As far as gameplay goes, the major new mechanic is the Drive Gauge system. Players begin with six bars and can spend bars by doing things like Drive Impact, which can hit opponents into walls and, if they’re out of Drive Gauge, stun them momentarily. Then there’s Drive Parries, which will block all enemy attacks by using up their own Drive Gauge. There’s also Drive Reversals, which can let you counterattack while blocking and can stop an opponent’s combo. Then, of course, there’s Overdrive, this game’s version of EX Special Moves, in which you unleash a flurry combo of moves. It’s a dynamic system that allows for good risk and reward but can be daunting if not managed well.

The game also makes conceits for more inexperienced players. There’s a simplified button-control scheme that would make Smash Bros. players feel more at home, though it’s still not going to do much to help you against more skilled players like someone’s girlfriend.

Graphically, the game makes great use of Capcom’s RE Engine, with improved lighting and hair bringing the characters to even more exaggerated and stylized life. Accompanying that is a great sense of style that really brings the “street” into Street Fighter, with hip-hop music and graffiti and neon designs everywhere, not to mention the splashes of paint accompanying Drive Gauge moves.

Still, things aren’t gorgeous everywhere. There is a tendency for characters to pop up in World Tour mode and for NPCs far of in the background to be of a noticeably lower frame rate. And the modern controls scheme will never be a substitute for honing skill with a character. And while DLC promises to extend the roster in the future, the initial 18, six of whom are brand new, can feel scant compared to other games’ rosters.

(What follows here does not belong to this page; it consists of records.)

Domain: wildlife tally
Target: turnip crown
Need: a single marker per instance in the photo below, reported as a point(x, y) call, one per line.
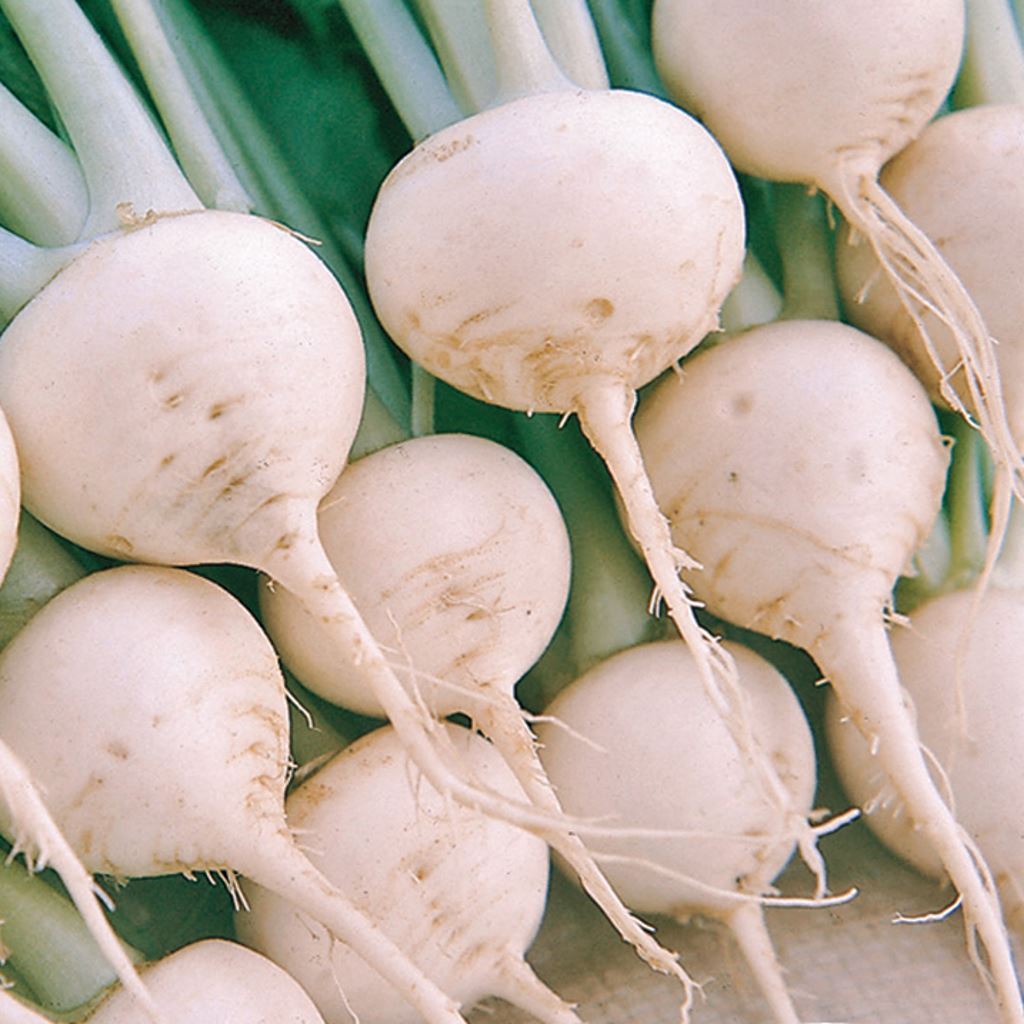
point(184, 390)
point(612, 228)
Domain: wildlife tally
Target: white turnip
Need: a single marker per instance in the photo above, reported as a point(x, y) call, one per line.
point(202, 414)
point(207, 982)
point(461, 893)
point(636, 741)
point(962, 181)
point(829, 91)
point(803, 536)
point(556, 252)
point(967, 708)
point(150, 705)
point(456, 554)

Those gripes aside, Street Fighter 6 is a dynamic entry visually and gameplay-wise that offers numerous ways to play and things to do. Those wanting to test their mettle have a wealth of options and ways to do so.


Street Fighter 6
Directed by Takayuki Nakayama. Produced by Kazuhiro Tsuchiya, Shuhei Mastumoto and Kansuke Sakurai. Starring Aleks Le, Kyle Herbert, and David Matranga. Available for Playstation 4, Playstation 5, PC, and Xbox Series X/S. Rated T for Teen.